Hong Kong stocks fluctuated between gains and losses as China’s top leaders kicked off a key meeting that investors believe will set the tone for the nation’s economy next year. Hong Kong stocks turned negative in afternoon, erasing earlier gains.
The Hang Seng Index dropped 0.5% in afternoon trading, while the Hang Seng Tech Index fell 1%.
All eyes are on a two-day economic work conference, which begins on Wednesday, as investors are hungry for more detailed policy measures after a readout from a Politburo meeting earlier this week hinted at a greater stimulus effort to improve growth. The Hang Seng Index has gained almost 3 per cent so far this week, indicating that there are high hopes for supportive policies among investors.

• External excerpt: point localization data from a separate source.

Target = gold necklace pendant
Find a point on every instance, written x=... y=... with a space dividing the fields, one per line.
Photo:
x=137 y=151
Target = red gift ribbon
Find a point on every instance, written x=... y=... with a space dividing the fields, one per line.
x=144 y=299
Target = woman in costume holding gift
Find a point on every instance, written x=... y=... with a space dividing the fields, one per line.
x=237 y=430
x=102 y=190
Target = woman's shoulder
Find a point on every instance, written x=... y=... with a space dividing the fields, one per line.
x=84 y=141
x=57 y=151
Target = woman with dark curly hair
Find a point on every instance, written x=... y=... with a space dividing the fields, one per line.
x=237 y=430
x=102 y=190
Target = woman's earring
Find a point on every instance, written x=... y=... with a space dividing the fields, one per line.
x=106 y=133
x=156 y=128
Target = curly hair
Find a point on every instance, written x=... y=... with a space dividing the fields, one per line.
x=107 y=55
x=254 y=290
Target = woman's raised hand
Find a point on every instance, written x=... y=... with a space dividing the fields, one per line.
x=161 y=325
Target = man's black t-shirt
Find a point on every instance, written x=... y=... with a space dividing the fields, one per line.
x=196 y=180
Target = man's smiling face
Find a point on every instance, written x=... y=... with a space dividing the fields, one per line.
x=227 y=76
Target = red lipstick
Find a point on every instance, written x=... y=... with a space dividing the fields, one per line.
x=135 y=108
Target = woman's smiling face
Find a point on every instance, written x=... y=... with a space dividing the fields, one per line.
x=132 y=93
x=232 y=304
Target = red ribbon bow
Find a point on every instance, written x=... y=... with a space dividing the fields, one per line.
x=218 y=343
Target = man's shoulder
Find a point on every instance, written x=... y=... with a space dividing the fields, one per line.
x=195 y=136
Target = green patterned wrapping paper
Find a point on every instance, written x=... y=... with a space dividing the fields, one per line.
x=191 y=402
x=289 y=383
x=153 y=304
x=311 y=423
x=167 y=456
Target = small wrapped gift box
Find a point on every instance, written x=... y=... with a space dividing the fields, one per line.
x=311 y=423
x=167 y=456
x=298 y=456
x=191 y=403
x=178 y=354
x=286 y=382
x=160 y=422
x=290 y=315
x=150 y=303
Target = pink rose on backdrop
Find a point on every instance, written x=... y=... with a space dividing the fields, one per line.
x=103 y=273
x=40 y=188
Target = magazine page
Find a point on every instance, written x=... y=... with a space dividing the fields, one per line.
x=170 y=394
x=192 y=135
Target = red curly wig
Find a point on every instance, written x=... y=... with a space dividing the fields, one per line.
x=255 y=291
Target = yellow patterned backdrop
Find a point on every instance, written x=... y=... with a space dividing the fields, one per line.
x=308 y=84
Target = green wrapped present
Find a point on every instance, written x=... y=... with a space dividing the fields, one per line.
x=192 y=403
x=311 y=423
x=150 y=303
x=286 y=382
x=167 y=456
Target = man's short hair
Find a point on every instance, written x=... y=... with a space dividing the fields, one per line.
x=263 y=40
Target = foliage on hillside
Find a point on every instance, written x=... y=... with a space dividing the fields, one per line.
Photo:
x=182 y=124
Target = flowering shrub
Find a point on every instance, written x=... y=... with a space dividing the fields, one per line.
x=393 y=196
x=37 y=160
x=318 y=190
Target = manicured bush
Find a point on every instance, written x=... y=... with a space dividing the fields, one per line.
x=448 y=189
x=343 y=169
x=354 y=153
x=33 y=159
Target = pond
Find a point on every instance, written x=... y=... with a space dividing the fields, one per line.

Among the most substantial gainers that make up the Hang Seng Index, hotpot restaurant chain Haidilao International and China Mengniu Dairy both rose 2.1%. Among the losers, tool maker Techtronic Industries slumped 4.2% and real estate developer Sun Hung Kai Properties fell 1.8%.
Fosun Tourism Group jumped 80.3 per cent to HK$7.21, on track for its largest-ever gain, following the release of a go-private plan where the offer price is 95 per cent higher than its stock’s last close.
SenseTime, the Chinese developer of artificial intelligence technology, fell 1.3% after it signed an agreement with three brokerages for a stock placement that would raise HK$2.79 billion (US$358.8 million).
In terms of other star stocks, Bilibili fell 4%; NIO and Meituan fell 3%; JD.com fell 2%; XPeng fell 1.5%; Li Auto and Xiaomi fell 1.1%; Baidu rose 0.8%.